Ainsi, pour des femmes ouest-africaines aux prises avec une identité musulmane héritée de parents et d’ancêtres, être musulmane à Montréal nécessite une redéfinition de soi. Cette redéfinition, exprimée dans leurs récits, a des résultats parfois inattendus. De l’islam œcuménique, qui incorpore les spiritualités chrétiennes et universalistes, à l’islam ethnique, qui s’efforce d’africaniser les pratiques afin de pallier une nostalgie identitaire, les modalités d’être musulmane sont aussi variées qu’inattendues. L’espace migratoire est en fait un espace de négociation et de rationalisation perpétuelles.
Tout s’amorce dans les pratiques quotidiennes dans lesquelles le corps est mobilisé, trouve sa place dans le temps, l’espace et l’imaginaire montréalais. Une à une, les pratiques sont revisitées, leur applicabilité est sans cesse évaluée.

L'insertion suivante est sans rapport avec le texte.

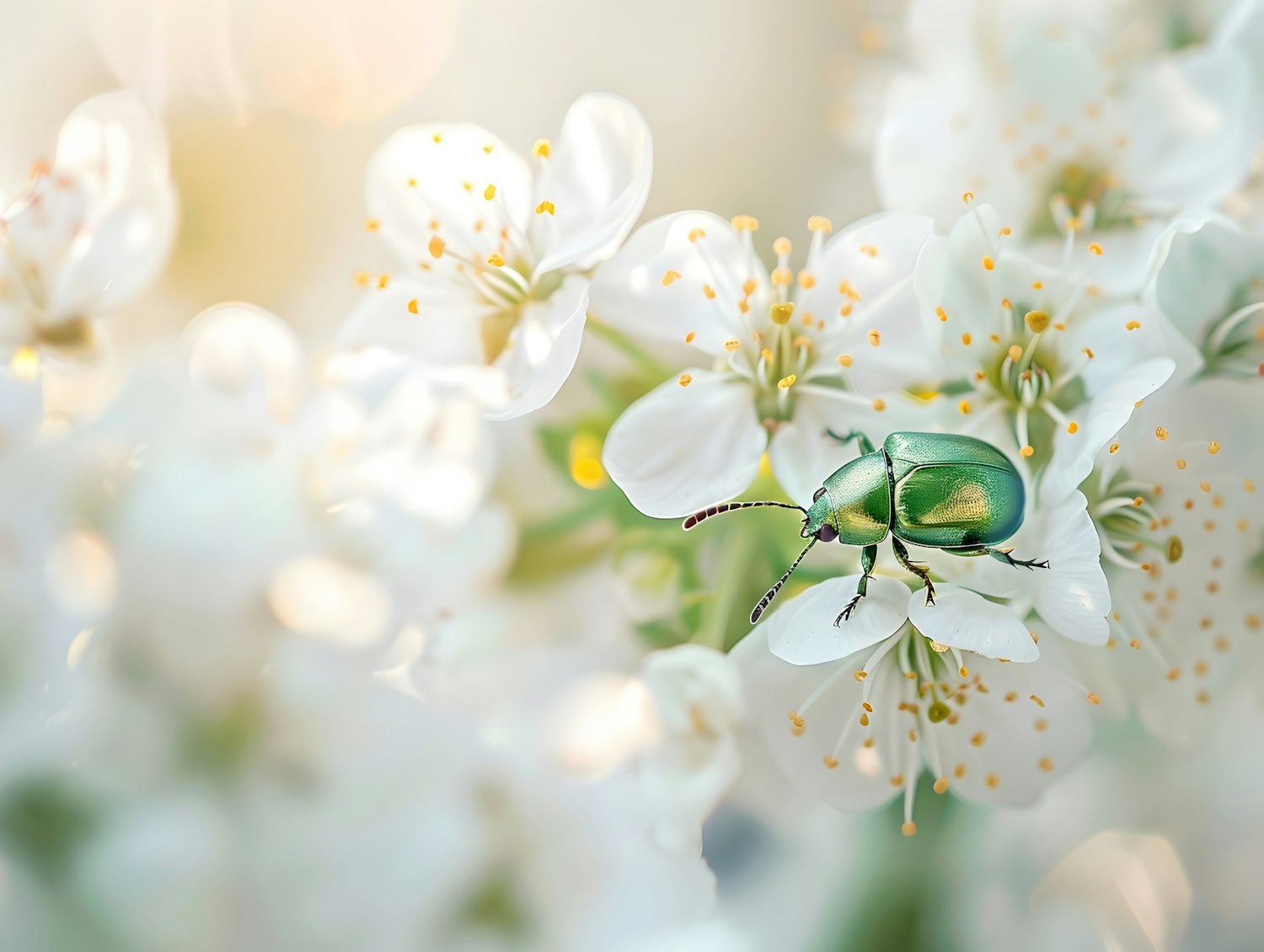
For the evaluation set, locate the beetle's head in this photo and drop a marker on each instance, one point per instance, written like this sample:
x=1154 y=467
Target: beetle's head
x=819 y=524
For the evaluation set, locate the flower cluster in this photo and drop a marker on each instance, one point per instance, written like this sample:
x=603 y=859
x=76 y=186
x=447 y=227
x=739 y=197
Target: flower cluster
x=392 y=636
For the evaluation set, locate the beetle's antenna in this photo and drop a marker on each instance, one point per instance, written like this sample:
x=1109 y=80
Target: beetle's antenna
x=730 y=506
x=773 y=592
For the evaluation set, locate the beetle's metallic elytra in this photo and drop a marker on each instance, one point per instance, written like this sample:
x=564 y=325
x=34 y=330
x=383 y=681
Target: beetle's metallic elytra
x=937 y=491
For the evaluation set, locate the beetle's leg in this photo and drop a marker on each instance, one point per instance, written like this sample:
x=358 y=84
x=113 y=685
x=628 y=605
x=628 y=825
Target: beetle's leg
x=861 y=439
x=1004 y=555
x=922 y=572
x=869 y=557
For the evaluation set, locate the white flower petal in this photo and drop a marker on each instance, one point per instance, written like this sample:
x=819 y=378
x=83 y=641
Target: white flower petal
x=803 y=630
x=1071 y=595
x=99 y=227
x=543 y=348
x=876 y=258
x=1099 y=421
x=861 y=777
x=680 y=449
x=597 y=177
x=639 y=291
x=1013 y=741
x=965 y=620
x=445 y=329
x=432 y=179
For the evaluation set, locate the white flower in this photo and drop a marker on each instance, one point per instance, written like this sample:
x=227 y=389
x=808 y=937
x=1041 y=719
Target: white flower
x=793 y=353
x=857 y=724
x=698 y=693
x=1210 y=285
x=91 y=229
x=1052 y=363
x=1177 y=509
x=493 y=249
x=1023 y=106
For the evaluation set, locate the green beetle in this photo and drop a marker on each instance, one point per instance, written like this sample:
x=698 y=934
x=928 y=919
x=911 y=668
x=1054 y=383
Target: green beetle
x=937 y=491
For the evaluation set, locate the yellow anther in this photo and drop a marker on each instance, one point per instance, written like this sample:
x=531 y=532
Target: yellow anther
x=24 y=361
x=1036 y=321
x=781 y=313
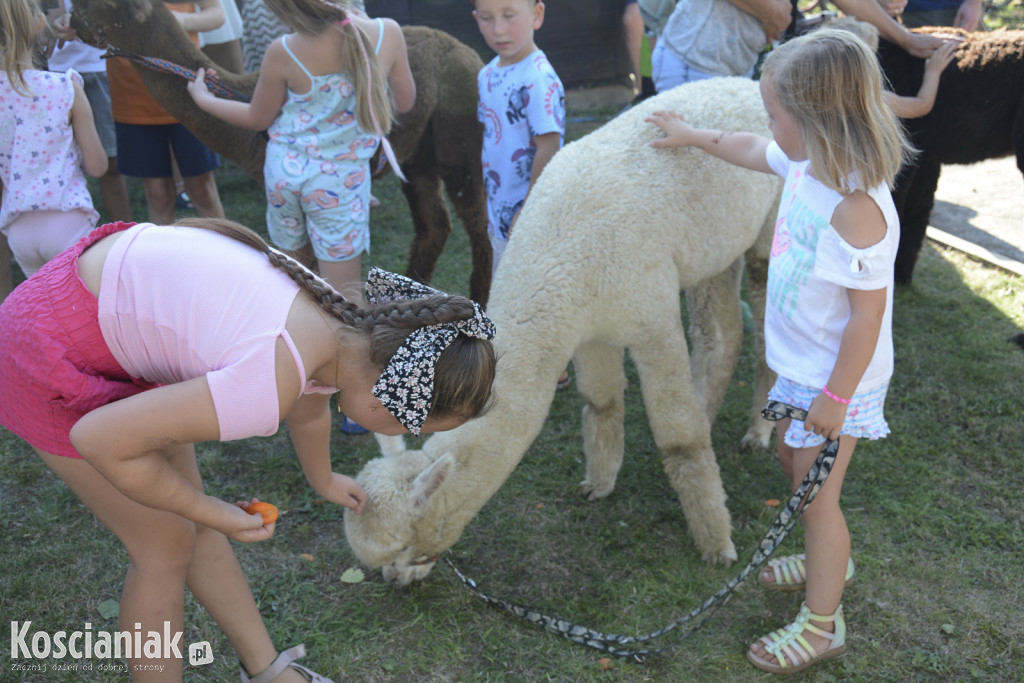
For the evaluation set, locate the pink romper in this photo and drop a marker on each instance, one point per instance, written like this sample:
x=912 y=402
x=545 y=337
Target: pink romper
x=175 y=303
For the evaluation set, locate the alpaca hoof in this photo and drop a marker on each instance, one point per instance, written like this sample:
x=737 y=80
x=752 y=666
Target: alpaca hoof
x=725 y=557
x=592 y=493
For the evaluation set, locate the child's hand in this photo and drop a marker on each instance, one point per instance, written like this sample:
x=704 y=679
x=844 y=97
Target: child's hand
x=240 y=525
x=345 y=492
x=677 y=131
x=198 y=88
x=825 y=417
x=941 y=57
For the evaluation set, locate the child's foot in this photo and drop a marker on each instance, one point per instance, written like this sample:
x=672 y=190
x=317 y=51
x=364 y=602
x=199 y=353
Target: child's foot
x=809 y=639
x=788 y=573
x=349 y=426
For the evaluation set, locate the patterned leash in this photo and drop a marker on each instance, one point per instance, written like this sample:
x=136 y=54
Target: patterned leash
x=165 y=67
x=616 y=644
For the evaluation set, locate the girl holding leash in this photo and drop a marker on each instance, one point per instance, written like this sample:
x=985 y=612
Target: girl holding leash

Dans cet effort d’ajustement, le corps devient agent de reproduction sociale, marqueur de frontières identitaires et religieuses, et enfin lieu de résistance et de préservation de l’individualité. Dans le quotidien, le corps est agent d’un savoir religieux, qu’il met en scène, à défaut de le mettre en mots.”
Quatrième de couverture :
Ce livre explore les diverses facettes de l'islam tel qu'il est vécu, raconté et transformé par des immigrantes ouest-africaines vivant au Québec. Leurs trajectoires migratoires recoupent parfois des trajectoires religieuses, dans un contexte où les savoirs religieux officiels font l'objet d'une appropriation mitigée, et l'islam se trouve dès lors réinventé et reconfiguré.
Cet ouvrage présente ainsi des formes d'islamité ancrées dans de nouvelles façons d'être musulman, dans une mondialité de plus en plus déterritorialisée. Les immigrantes ouest-africaines réconcilient donc l'islam "authentique" avec des pratiques considérées comme illicites par l'orthodoxie, par exemple la divination et les rituels magiques. Elles proposent de ce fait de nouvelles constructions féminines du sacré, en marge d'un monde dominé par les hommes, ce qu'expose avec nuance et sensibilité l’autrice dans ce petit livre tout en confidences.
Contexte :
Structure :
Analyse :
A propos de l’auteur.ice :
Diahara Traoré est sociologue spécialisée dans l'étude de l'immigration, des femmes et de la religion. Elle est titulaire d'un doctorat en sociologie de l'UQAM et d'une maitrise en études islamiques de L'Université McGill.